Vale destacar que dívidas previdenciárias com a Receita Federal e a Procuradoria-Geral da Fazenda Nacional estão excluídas deste decreto, pois possuem um tratamento diferente e um prazo limite para formalização até 31 de agosto de 2026.
O refinanciamento permite que os Municípios paguem suas dívidas em até 360 parcelas mensais, com a atualização do saldo devedor realizada pelo Índice Nacional de Preços ao Consumidor Amplo (IPCA). Um aspecto atraente desse modelo é a adoção de juros reais reduzidos, que variam entre 0% e 2% ao ano, dependendo do cumprimento de metas que visem a redução do saldo e investimentos em áreas essenciais.
O uso dos recursos economizados com essa redução é orientado para infraestrutura, educação, saneamento e segurança pública, sendo expressamente proibido o destino a despesas correntes.
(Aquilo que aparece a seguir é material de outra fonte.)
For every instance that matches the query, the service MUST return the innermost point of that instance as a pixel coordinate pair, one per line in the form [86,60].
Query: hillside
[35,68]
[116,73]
Ademais, os Municípios têm diversas opções de quitação, incluindo transferência de valores e bens, e devem obrigatoriamente apresentar um plano de aplicação dos recursos após a adesão.
As regras estabelecem um rigoroso controle sobre a aplicação dos recursos e as penalidades para possíveis descumprimentos. Municípios que queiram evitar desligamentos do programa devem atentar para as condições estabelecidas, assegurando a correta utilização dos financiamentos em investimentos prioritários. A implementação eficaz desse decreto poderá, assim, proporcionar um respiro financeiro e possibilitar melhorias significativas nas localidades atendidas.